Tomorrow, I’ll be taking part in the annual Professionalism lecture for the first year students of the UBC Medical School. The students are given a series of scenarios that they will discuss in small breakout sessions before returning to the Life Sciences lecture theatre.
They’ll share their responses to fictional dilemmas they may well confront in the near future. How should you respond when a friend or family member asks for medical advice? What do you do when a teacher isn’t practicing medicine according to the best guidelines? What is your duty if a classmate or colleague is impaired? Can a physician have a personal relationship with a patient?
I’m part of a small panel of physicians who will share our responses with the students.

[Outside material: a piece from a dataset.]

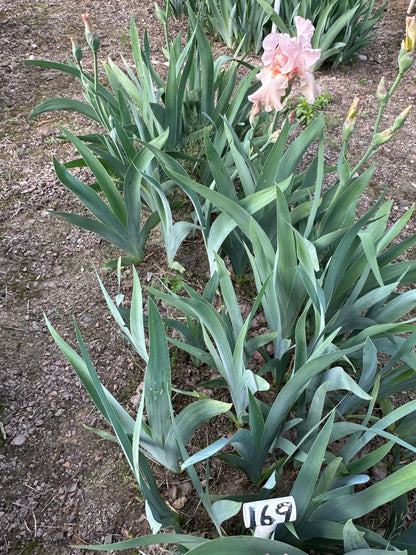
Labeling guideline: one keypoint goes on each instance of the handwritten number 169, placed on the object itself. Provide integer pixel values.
(283, 512)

The public (and some physicians) think of medical ethics as an academic exercise or a expert consultation for the rare and most difficult dilemmas. I think of ethics as the foundation of all that we do.
The best course of action for a particular patient is not solely based on the diagnosis and clinical practice guidelines. The choice must be a thoughtful balance of the potential risks and benefits of potential treatments from the patient’s personal perspective.
The question is not “How do we treat this disease?” but rather “What course of action is best aligned with this patient’s values and goals?”
The latest medications, high tech procedures, the scalpel, the stethoscope and even our own words are but tools. The principles of medical ethics guides us in using those tools appropriately for the good of the patient.
And in our efforts to do good, we must be ever wary to do no harm.